Wearing jeans and an old work jacket, she looked tired. At 87, she had just finished putting up the season’s wood supply with a few helpers. Wood sat heaped in the shed in two massive mounds.
“Arlys,” I said, “I hope I’m like you when I’m 87.”
Arlys is my husband’s aunt. Her strength was forged in childhood through poverty and a level of responsibility and hard work that I have never known. She milked cows at 11, dropped out of school at 15, applied for a farm loan at age 16, was rejected and went back to the bank at ages 17, 18, 19 and 20. At 21, when the local banker finally figured she was old enough, she bought her first 80 acres and started a dairy.
They don’t make them like Arlys anymore.
The second oldest of 10 children, she had to be, as she put it, “both mother and father” to her nine siblings. Her older sister was often ill, but Arlys was the strong one, the one who cut firewood for the family and slept on the couch in the winter so she could keep the fire going. As a teenager, she made the loan payments on the family house.

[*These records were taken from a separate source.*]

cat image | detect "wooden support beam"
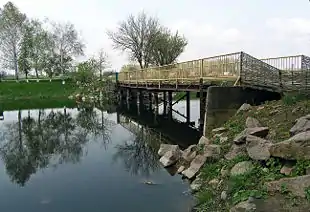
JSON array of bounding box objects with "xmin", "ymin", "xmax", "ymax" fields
[{"xmin": 186, "ymin": 91, "xmax": 190, "ymax": 123}]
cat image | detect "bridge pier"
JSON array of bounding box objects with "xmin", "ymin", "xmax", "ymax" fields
[
  {"xmin": 186, "ymin": 91, "xmax": 190, "ymax": 124},
  {"xmin": 163, "ymin": 92, "xmax": 167, "ymax": 115},
  {"xmin": 168, "ymin": 91, "xmax": 173, "ymax": 120}
]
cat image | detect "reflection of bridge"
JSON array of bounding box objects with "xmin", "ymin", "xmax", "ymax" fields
[{"xmin": 117, "ymin": 105, "xmax": 200, "ymax": 149}]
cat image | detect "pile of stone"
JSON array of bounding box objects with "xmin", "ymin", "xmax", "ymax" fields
[{"xmin": 157, "ymin": 102, "xmax": 310, "ymax": 211}]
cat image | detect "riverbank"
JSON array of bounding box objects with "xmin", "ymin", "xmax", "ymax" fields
[
  {"xmin": 195, "ymin": 93, "xmax": 310, "ymax": 211},
  {"xmin": 157, "ymin": 93, "xmax": 310, "ymax": 211},
  {"xmin": 0, "ymin": 80, "xmax": 76, "ymax": 100}
]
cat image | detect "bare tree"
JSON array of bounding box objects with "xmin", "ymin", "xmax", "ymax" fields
[
  {"xmin": 107, "ymin": 11, "xmax": 161, "ymax": 69},
  {"xmin": 51, "ymin": 21, "xmax": 85, "ymax": 83},
  {"xmin": 0, "ymin": 2, "xmax": 26, "ymax": 80},
  {"xmin": 92, "ymin": 49, "xmax": 110, "ymax": 80}
]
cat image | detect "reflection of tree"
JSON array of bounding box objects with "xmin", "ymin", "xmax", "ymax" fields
[
  {"xmin": 0, "ymin": 108, "xmax": 114, "ymax": 186},
  {"xmin": 113, "ymin": 127, "xmax": 160, "ymax": 177}
]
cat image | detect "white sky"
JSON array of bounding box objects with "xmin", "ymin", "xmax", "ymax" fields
[{"xmin": 2, "ymin": 0, "xmax": 310, "ymax": 71}]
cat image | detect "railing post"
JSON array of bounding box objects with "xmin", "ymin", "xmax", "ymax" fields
[
  {"xmin": 240, "ymin": 51, "xmax": 243, "ymax": 84},
  {"xmin": 200, "ymin": 59, "xmax": 203, "ymax": 78}
]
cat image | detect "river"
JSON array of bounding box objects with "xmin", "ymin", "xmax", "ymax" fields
[{"xmin": 0, "ymin": 100, "xmax": 202, "ymax": 212}]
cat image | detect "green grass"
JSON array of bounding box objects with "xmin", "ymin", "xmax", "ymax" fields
[{"xmin": 0, "ymin": 80, "xmax": 76, "ymax": 100}]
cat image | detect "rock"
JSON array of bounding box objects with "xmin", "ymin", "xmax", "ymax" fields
[
  {"xmin": 269, "ymin": 110, "xmax": 279, "ymax": 115},
  {"xmin": 182, "ymin": 155, "xmax": 207, "ymax": 179},
  {"xmin": 208, "ymin": 179, "xmax": 219, "ymax": 187},
  {"xmin": 292, "ymin": 107, "xmax": 302, "ymax": 114},
  {"xmin": 158, "ymin": 144, "xmax": 180, "ymax": 157},
  {"xmin": 234, "ymin": 127, "xmax": 269, "ymax": 144},
  {"xmin": 280, "ymin": 163, "xmax": 294, "ymax": 176},
  {"xmin": 220, "ymin": 136, "xmax": 228, "ymax": 144},
  {"xmin": 246, "ymin": 117, "xmax": 262, "ymax": 128},
  {"xmin": 221, "ymin": 191, "xmax": 227, "ymax": 200},
  {"xmin": 221, "ymin": 167, "xmax": 229, "ymax": 177},
  {"xmin": 266, "ymin": 175, "xmax": 310, "ymax": 198},
  {"xmin": 212, "ymin": 127, "xmax": 227, "ymax": 134},
  {"xmin": 231, "ymin": 161, "xmax": 254, "ymax": 176},
  {"xmin": 230, "ymin": 200, "xmax": 256, "ymax": 212},
  {"xmin": 159, "ymin": 150, "xmax": 181, "ymax": 167},
  {"xmin": 269, "ymin": 131, "xmax": 310, "ymax": 160},
  {"xmin": 224, "ymin": 144, "xmax": 247, "ymax": 160},
  {"xmin": 246, "ymin": 135, "xmax": 272, "ymax": 160},
  {"xmin": 257, "ymin": 106, "xmax": 265, "ymax": 111},
  {"xmin": 203, "ymin": 144, "xmax": 221, "ymax": 160},
  {"xmin": 177, "ymin": 166, "xmax": 185, "ymax": 174},
  {"xmin": 290, "ymin": 114, "xmax": 310, "ymax": 136},
  {"xmin": 182, "ymin": 145, "xmax": 197, "ymax": 162},
  {"xmin": 190, "ymin": 177, "xmax": 201, "ymax": 192},
  {"xmin": 198, "ymin": 136, "xmax": 211, "ymax": 146},
  {"xmin": 237, "ymin": 103, "xmax": 252, "ymax": 114}
]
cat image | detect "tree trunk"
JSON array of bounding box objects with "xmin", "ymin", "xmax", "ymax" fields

Arlys left school because the farm mechanics program was full and the school tried to steer her into its arts program instead.
So, she hired out as a farmhand. The farmers she lived with never fed her so she survived by drinking warm milk from the dairy cows. After two months, when she went home for a visit, her father saw her thinness and said she couldn’t go back. She signed on with a different farm family and that family doted on her.